Now that Randy and I moved into Audrey's room and booted her into Lydia's room they got bunk beds and they are LOVING their new bunk beds.  These two are B-F-F

They LOVE sharing a room and vow to share even when Grandma doesn't live here anymore....We'll see if that really happens!

Grandma is not all that has been going on.....


 We celebrated Lincoln's Birthday!!!!  I can't believe that he is 3!!!!  Love him!

We spent some time at the hospital with Audrey.  She swallowed a penny and felt like it was stuck. It was not stuck!  It was very scary for her (and me) but I think she has FINALLY learned not to put stuff in her mouth!  Today she was at the doctor.  She has a big ole inflamed lymph node behind her ear but the doctor isn't concerned and sent us home with and antibiotic and instructions to use warm compress and ibuprophen.  They also discovered a heart murmer, which they suspect is nothing, in the midst of all this!  So I guess we get to spend more time at the doctor. 






We've been doing school and all that entails....Whew...I get tired just thinking about it!
That is a whole other post for another day!

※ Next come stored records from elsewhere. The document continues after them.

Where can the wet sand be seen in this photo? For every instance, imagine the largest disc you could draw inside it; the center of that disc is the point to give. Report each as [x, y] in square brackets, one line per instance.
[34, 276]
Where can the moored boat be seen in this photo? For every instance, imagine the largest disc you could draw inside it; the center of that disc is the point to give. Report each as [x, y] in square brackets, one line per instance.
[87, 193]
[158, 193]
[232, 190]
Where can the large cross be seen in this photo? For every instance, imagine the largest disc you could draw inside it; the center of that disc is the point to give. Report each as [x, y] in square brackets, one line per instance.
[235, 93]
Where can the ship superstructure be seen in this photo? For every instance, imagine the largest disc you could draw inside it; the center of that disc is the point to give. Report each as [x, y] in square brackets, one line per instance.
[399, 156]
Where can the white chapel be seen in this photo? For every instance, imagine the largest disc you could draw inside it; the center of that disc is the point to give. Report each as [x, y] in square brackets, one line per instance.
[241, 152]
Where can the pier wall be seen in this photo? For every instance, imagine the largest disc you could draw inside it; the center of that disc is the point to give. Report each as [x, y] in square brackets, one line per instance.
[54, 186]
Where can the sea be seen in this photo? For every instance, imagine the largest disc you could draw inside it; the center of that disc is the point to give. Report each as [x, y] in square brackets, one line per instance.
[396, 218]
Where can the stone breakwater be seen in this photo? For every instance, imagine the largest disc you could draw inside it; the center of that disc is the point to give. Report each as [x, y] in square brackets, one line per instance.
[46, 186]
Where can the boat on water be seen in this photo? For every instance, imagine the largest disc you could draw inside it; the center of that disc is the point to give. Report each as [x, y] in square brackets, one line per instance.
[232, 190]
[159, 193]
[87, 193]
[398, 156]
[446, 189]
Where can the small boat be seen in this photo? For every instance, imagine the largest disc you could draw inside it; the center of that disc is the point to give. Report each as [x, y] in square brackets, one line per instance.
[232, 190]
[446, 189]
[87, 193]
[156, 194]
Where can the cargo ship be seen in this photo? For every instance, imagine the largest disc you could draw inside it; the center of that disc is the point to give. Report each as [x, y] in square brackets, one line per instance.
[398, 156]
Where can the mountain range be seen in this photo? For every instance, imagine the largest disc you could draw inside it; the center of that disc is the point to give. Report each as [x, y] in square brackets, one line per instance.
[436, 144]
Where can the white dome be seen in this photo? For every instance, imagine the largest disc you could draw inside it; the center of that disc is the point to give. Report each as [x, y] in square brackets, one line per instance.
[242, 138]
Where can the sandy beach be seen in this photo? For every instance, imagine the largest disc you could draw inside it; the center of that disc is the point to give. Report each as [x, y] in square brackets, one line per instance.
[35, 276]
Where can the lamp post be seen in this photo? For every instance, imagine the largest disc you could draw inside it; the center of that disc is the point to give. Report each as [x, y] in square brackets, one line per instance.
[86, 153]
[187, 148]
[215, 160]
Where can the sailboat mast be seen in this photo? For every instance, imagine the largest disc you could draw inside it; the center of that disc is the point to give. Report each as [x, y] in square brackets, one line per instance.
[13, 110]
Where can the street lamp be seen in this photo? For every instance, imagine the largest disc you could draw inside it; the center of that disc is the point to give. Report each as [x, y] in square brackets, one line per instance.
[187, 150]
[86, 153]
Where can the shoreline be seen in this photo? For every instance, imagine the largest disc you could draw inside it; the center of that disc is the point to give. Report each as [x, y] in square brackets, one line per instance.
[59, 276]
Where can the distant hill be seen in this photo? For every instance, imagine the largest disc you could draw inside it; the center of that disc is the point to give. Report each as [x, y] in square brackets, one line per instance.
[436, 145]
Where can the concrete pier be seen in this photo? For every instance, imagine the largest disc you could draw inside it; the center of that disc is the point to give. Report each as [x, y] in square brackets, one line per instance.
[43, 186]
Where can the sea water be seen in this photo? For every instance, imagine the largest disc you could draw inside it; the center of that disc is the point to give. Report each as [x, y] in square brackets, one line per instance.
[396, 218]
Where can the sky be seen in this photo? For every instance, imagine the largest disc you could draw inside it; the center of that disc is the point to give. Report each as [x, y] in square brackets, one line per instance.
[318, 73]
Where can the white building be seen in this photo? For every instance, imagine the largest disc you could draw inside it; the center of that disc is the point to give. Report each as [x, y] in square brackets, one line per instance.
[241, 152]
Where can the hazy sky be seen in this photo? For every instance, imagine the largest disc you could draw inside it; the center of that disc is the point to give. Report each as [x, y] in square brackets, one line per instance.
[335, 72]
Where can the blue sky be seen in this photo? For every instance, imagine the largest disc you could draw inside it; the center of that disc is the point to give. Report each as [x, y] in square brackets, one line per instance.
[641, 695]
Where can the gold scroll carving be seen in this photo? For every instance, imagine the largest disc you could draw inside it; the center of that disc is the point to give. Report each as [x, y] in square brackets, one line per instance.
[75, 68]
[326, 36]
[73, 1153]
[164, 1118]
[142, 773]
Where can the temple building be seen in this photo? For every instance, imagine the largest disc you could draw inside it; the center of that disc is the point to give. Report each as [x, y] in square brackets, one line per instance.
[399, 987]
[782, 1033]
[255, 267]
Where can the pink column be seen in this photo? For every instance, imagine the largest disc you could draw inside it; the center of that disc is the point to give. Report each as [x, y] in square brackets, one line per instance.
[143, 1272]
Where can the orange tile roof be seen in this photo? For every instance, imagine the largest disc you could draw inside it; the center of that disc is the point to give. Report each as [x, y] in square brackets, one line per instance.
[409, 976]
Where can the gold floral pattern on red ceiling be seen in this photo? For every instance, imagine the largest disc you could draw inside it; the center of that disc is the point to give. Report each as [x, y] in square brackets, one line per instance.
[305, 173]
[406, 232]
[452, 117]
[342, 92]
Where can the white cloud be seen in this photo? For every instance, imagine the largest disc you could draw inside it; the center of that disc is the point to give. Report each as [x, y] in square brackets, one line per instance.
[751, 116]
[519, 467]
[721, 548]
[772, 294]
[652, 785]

I also think we have said goodbye to the pool for the summer and that makes me sad.  I love the pool.  Sniff.  Sniff.

What I have been thinking lately is this.....
I have a good life.  I am blessed by living with people who love me and need me.  I am learning the blessing of serving others.  I am starting to seeing the beauty in the low things of life....the tying of shoes and the bending of my will, in wrinkled worn out bodies that keep on going even when it is hard, in the dressing and undressing, in the cooking and serving, in the cleaning of potty chairs and emptying of waste, in the mundane and the dirty and the low things there is a beauty there.  There is a way to love there.  There is a way to honor God in the dailiness of the meaningless and unimportant and filth of life.  I am learning....slowly.....learning.

I am also learning that sleep is a sweet blessing to the weary.  I sleep well!